Há assim condições para um populista ou um anti-político ser eleito presidente em Outubro. A eterna anti-política, Marina Silva, não terá grandes hipóteses. Depois de quatro eleições presidenciais, é difícil continuar a ser uma figura anti-sistema. Sem Lula, Bolsonaro lidera agora as sondagens. Bolsonaro é um populista de extrema-direita, defensor da ditadura militar, mas bastante popular. Tem beneficiado da revolta dos brasileiros contra a corrupção do sistema político e da insegurança nas cidades brasileiras. A prisão de Lula, mostrando que o estado de direito funciona, curiosamente, pode diminuir as suas hipóteses de ser eleito.
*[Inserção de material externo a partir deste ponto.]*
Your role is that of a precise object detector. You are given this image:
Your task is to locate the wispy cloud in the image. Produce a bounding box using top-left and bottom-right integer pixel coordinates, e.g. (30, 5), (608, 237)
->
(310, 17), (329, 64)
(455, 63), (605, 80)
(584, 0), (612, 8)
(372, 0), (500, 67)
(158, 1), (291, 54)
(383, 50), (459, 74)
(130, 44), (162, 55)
Mas, se as actuais preferências eleitorais se mantiverem, Bolsonaro deverá passar à segunda volta.

O antigo juiz do Supremo Tribunal Federal, Joaquim Barbosa, poderá ser a surpresa das eleições. Filiou-se no PSB (o partido socialista brasileiro) um dos vários partidos de média dimensão, de centro esquerda, e aparentemente será candidato presidencial em Outubro. O seu nome ainda não aparece nas sondagens, por isso é impossível avaliar o seu capital eleitoral. Mas se conseguir um bom resultado, e sobretudo se ganhar, passará por ele e pelo PSB a refundação das esquerdas brasileiras. Não deixará de ser irónico que as esquerdas, que tanto atacam o poder dos juizes, possam acabar a votar num dos símbolos mais fortes desse poder judicial.

Quanto ao centro direita, Alckmin e Meirelles, irá tentar salvar o regime político que se seguiu à ditadura militar, cujos pais fundadores fora em grande medida duas suas principais referências políticas, Tancredo Neves e Henrique Cardoso. Enfrenta, porém, um grande desafio: a defesa do sistema político não é neste momento uma grande estratégia eleitoral. O regime de Henrique Cardoso e de Lula pode estar a chegar ao fim. A culpa é inteiramente do PT, do PSDB e do MDB. O mais grave, para os brasileiros, é que as alternativas poderão ser bem piores.